The current way of optimizing models using interpreted IR is inefficient due the possible permutations of graph routes. Machine learning is already power hungry, so reducing the energy consumption needed to execute models is an essential benchmark to aim for in any future ML tooling. This can be done by moving to C++, or by moving the majority of ML development to languages that can provide similar performance with easier points-of-entry allowing everyone access to tools that enable efficient model training and execution. The latter would be preferred.

MLIR and WebNN will improve performance, tooling, and options for machine learning on and off the Web, but there are already tools in place for high-level machine learning that are yet to be exploited by the majority of developers. The approach often taken is to blame the algorithms for performance issues, when most popular libraries support optimizations for specific architectures already. Using features like XLA (and JAX) can already make a difference in reliable production performance of training and model execution. Using WebAssembly where possible will also provide advantages on the Web.

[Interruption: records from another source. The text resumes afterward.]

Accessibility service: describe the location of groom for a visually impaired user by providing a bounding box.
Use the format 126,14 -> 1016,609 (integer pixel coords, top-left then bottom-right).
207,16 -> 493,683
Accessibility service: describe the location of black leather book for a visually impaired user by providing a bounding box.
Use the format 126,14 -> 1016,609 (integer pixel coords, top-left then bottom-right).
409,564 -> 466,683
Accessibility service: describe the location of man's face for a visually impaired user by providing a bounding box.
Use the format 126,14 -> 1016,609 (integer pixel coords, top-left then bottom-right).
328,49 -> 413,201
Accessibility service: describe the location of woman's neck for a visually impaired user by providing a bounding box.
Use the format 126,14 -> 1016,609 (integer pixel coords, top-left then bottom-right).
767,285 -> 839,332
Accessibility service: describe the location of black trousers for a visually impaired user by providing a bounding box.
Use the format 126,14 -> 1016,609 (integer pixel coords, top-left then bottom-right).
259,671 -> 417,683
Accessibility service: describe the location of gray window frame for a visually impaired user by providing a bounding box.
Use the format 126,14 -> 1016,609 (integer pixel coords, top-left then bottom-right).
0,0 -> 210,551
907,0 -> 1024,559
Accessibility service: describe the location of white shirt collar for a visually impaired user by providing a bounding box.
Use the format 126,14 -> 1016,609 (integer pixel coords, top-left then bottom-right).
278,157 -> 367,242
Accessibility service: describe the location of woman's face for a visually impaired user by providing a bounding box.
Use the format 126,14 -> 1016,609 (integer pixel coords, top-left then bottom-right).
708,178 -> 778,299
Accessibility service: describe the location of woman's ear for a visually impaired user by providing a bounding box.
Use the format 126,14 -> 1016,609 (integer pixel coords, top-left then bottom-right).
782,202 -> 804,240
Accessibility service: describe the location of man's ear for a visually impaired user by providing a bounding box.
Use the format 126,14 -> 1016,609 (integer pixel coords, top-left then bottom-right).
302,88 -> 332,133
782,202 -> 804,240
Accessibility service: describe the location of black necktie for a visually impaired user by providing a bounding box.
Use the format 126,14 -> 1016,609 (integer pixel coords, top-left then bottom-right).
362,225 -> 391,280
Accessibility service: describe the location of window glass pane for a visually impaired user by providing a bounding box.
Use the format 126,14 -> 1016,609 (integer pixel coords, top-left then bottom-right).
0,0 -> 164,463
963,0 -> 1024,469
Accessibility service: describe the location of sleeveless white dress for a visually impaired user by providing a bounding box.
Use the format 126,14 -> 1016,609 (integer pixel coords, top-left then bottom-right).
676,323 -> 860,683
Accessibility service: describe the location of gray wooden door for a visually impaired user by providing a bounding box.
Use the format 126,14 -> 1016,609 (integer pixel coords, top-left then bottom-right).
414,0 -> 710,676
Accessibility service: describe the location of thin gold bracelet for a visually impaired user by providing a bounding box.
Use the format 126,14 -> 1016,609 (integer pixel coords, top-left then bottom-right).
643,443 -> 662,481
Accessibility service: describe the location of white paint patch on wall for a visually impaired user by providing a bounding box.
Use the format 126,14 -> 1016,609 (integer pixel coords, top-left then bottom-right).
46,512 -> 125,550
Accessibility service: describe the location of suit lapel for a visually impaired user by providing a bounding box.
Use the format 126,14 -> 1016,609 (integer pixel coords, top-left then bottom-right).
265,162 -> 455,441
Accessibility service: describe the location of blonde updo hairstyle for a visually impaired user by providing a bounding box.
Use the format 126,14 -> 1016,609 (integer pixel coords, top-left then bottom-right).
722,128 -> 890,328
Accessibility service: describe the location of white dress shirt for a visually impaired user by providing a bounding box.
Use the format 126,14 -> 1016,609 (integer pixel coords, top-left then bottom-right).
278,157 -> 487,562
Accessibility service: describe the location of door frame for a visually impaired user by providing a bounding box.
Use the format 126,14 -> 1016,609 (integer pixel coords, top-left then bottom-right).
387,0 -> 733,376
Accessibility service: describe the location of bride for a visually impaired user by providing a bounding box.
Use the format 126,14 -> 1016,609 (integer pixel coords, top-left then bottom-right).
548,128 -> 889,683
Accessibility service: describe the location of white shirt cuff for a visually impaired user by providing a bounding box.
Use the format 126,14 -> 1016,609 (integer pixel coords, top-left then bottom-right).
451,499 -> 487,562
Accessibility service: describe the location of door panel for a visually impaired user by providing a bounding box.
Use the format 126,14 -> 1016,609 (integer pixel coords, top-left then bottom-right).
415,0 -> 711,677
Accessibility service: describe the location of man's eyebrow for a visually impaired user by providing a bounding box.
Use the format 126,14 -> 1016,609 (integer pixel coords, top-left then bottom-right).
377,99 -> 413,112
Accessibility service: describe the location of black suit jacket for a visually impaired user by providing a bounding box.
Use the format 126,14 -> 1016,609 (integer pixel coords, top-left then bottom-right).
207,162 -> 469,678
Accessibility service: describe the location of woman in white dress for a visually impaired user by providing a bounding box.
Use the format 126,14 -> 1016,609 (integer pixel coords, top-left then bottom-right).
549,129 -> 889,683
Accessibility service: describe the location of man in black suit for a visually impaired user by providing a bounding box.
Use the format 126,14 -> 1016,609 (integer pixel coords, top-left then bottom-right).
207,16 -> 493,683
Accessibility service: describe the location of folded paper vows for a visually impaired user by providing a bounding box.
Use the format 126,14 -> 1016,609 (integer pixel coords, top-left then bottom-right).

MLIR and WebNN are evolving, but it’s imperative that developers not only learn layer and algorithm APIs of the libraries they’re using, but also how to extract the performance gains from the various tooling provided. This means understanding the target hardware and how to switch it on.

Although most of this article focused on TensorFlow, part of the effort going into the tools mentioned is about unification and commonality across the high-level tools to simplify research and development gains. This means projects like PyTorch and ONNX are heading in the same direction and there’s a level of interoperability and compatibility that should make the tool selection much easier for developers.